To think that it’s been 40 years I’ve been living here in the mountains. Incredible! And since I find it hard to keep up with this high-tech world of ours (far too fast) I’m beginning to feel like an old Ariegeois fossil. Why did I come to live here? We were looking for somewhere remote – far from the city and stupid rules and regulations. In 1978 there were still many old-timers living in the valleys. The market in Massat was huge and you only heard the local dialect being spoken. The locals had sent their children to the city (sometimes as far as New York). There was a welcome here you could find nowhere else. The locals passed their barns on to us – often no more than ruins – for nothing or almost nothing. They made fun of us, of our way of life, of the clothes we wore, and they did not have much faith in our future here in the Ariège either. But most of the locals were really nice. They showed us how to do tree grafts, work the land and work with the animals. They were our surrogate parents and we their children. A perfect match! Each valley had its own ‘granpa’ and ‘granma’. They found it normal that we gave birth at home. But they did not like the idea of our children not attending school. Why? Because their ancestors (in the 1920s) hadn’t really learned how to read and write so had been cheated out of their land by naïvely signing over documents to unscrupulous “landowners”.
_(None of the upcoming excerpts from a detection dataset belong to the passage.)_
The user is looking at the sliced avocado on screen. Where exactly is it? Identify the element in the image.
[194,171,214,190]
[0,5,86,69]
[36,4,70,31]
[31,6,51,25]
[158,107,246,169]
Patrice and I have been living with our 8 children in Bernede since 1978, our ‘philosophy’ being to live as independently as possible: 5 cows (for cheese, butter and yoghurt), fruit and vegetables, and a mill (by the river). Making sculptures, buildings built the traditional way, animal-traction farming methods, home education, it was all hard work. But we were free and keen to learn these ways of doing things. Even the 40-or-so nappies (diapers) that I had to wash each day in the wash place was a holiday for me! Believe me, 8 children and all of us living 24/7 in one room, plus the home schooling, it was a bit tiring sometimes and certainly noisy - especially in winter! So I would find myself at the wash place, on my own for 2 hours every day, my hands in warm water, lost in my thoughts and my feelings, surrounded by the most beautiful scenery that changed with the seasons. One of my greatest pleasures was to go and visit Henriette at Balmayné, a small village across the valley. Henriette was born in our house at Figuets in 1913 you see. With a baby on my back, the bigger ones at my feet, we would go once a month to see her and to listen to her stories of how things were here. She died aged 101 but she grew her own potatoes until she was 96. I remember that she would walk down to the market at Massat every Thursday with her friends Adele, Jeanne and Maria; 7 kilometers there and 7 back up the mountain, come rain or shine, summer or winter. Before the conversion to the euro (in 2001), the Credit Agricole (bank) closed in the Massat square, bringing to an end the get-togethers of the local old-timers. That was really sad. A whole culture that slowly disappeared. Now it’s us who are the old-timers.
Our children all left young to discover the world. Canada, Amazonia, Ireland, Tunisia, Peru, Reunion Island. Then they all came back to settle in the Ariege to do interesting jobs. I’ve 19 grand children now. That’s really nice. But the old timers have all died now. Gone is the self-sufficiency, there is not too much creative stuff being done, and everybody follows the herd (owning a car or mobile telephone, going to school, wanting the internet etc). It breaks my heart but that’s how it is in Europe now!
I don’t believe that the super-market or the inter-net are all that – well - super. I would rather spend my time visiting the last remaining ethnic tribes. They are poor in money but rich in spirit …… As for all those things we want through the media, happiness is not conditional you know, nor is love. I want to live in a world where we are all brothers and sisters. I really believe this. It’s just a matter of time, that’s all.